Fix Control UI context freshness and compaction CTA#71297
Fix Control UI context freshness and compaction CTA#71297steipete merged 2 commits intoopenclaw:mainfrom
Conversation
🔒 Aisle Security AnalysisWe found 2 potential security issue(s) in this PR:
1. 🟡 Unbounded client-side sessions list growth from gateway events (UI memory/CPU DoS)
DescriptionThe UI updates
If an attacker can cause a client to receive repeated Vulnerable code: const existingIndex = previousRows.findIndex((row) => row.key === key);
...
const sessions =
existingIndex >= 0
? previousRows.map((row, index) => (index === existingIndex ? nextRow : row))
: [nextRow, ...previousRows];
...
count: existingIndex >= 0 ? state.sessionsResult.count : state.sessionsResult.count + 1,RecommendationTreat gateway event payloads as potentially attacker-influenced and prevent unbounded growth. Options (can be combined):
if (existingIndex < 0) return false; // ignore unknown session keys
const MAX_EVENT_SESSIONS = 500;
const nextSessions = existingIndex >= 0
? previousRows.map((row, i) => (i === existingIndex ? nextRow : row))

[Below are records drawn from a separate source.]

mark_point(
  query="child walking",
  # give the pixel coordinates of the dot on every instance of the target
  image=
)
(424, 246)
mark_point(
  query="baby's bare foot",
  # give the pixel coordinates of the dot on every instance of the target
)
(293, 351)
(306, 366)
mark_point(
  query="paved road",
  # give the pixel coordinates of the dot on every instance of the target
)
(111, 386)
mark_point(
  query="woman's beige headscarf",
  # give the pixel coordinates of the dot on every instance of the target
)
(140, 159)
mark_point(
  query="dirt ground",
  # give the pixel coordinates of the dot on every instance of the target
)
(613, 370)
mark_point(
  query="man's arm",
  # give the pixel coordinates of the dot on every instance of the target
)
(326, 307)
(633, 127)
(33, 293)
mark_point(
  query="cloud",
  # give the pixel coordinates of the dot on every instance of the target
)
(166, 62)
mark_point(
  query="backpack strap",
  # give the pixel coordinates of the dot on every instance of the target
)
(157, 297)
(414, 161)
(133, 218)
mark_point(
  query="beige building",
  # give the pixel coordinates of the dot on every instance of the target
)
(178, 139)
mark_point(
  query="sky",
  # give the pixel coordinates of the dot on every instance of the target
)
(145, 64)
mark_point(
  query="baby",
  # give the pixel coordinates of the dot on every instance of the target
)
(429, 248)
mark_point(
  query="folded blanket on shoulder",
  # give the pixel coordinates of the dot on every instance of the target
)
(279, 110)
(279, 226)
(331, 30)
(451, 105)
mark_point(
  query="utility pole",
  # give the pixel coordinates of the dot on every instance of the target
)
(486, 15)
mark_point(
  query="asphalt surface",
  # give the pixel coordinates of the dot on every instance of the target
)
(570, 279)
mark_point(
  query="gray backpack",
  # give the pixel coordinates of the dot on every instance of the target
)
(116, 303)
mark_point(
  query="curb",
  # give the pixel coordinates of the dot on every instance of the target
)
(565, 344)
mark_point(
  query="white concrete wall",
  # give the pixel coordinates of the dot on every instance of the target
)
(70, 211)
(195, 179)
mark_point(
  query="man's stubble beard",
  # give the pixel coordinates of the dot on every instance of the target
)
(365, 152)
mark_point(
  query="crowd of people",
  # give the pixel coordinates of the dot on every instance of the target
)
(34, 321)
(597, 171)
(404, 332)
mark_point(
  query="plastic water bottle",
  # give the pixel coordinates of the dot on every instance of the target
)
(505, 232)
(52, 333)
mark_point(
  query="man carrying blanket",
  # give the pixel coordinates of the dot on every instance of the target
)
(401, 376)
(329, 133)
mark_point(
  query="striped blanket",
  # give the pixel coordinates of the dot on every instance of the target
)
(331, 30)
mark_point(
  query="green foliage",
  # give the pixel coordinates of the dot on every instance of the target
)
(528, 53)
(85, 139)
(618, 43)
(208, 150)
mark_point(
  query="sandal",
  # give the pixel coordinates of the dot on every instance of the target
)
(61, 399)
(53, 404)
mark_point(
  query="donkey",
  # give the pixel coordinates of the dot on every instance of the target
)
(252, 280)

: [nextRow, ...previousRows].slice(0, MAX_EVENT_SESSIONS);
2. 🟡 Client-side DoS via unvalidated `sessions.changed` websocket payload merged into session rows
DescriptionThe UI merges the gateway/websocket event payload directly into the in-memory
Vulnerable code: for (const field of SESSION_EVENT_ROW_FIELDS) {
if (!hasOwn(source, field)) continue;
const value = source[field];
if (value === undefined) {
delete mutableNext[field];
} else {
mutableNext[field] = value; // no validation/coercion
}
}And later: (row.thinkingOptions?.length ? row.thinkingOptions : DEFAULT_THINK_LEVELS).map(...)RecommendationAdd runtime validation/coercion for Options:
import { z } from "zod";
const SessionRowPatch = z.object({
key: z.string().min(1),
thinkingOptions: z.array(z.string()).optional(),
thinkingLevels: z.array(z.object({ id: z.string(), label: z.string() })).optional(),
label: z.string().nullable().optional(),
displayName: z.string().nullable().optional(),
// ...add the rest with correct types...
}).passthrough(false);
const parsed = SessionRowPatch.safeParse(source);
if (!parsed.success) return false;
const patch = parsed.data;
Additionally, treat unexpected types defensively in render paths (e.g., ensure Analyzed PR: #71297 at commit Last updated on: 2026-04-25T00:27:57Z |
Greptile SummaryThis PR delivers three improvements: live-merging websocket session usage metadata into the Control UI session list via Confidence Score: 5/5Safe to merge; all remaining findings are P2 edge cases that don't affect the primary user path. Both findings are narrow edge cases (concurrent load coalescing with transient errors, or session.message for a filtered-out session) that are unlikely to surface in normal usage and self-correct on the next successful load or refresh. No data loss, no security concerns, no primary-path breakage. ui/src/ui/controllers/sessions.ts — the coalescing loop and applySessionsChangedEvent insertion logic Prompt To Fix All With AIThis is a comment left during a code review.
Path: ui/src/ui/controllers/sessions.ts
Line: 289-305
Comment:
`sessionsError` not cleared between coalesced iterations
`state.sessionsError = null` is set once before the loop. If the first `loadSessionsOnce` call fails (setting `sessionsError` via its `.catch` handler) and a pending load was queued that then succeeds, the stale error string will persist on `state` even though `sessionsResult` now holds valid data. The previous `withSessionsLoading` wrapper cleared it at the start of every individual call. To preserve that contract, add `state.sessionsError = null;` at the top of the loop body (before `await loadSessionsOnce(...)`).
How can I resolve this? If you propose a fix, please make it concise.
---
This is a comment left during a code review.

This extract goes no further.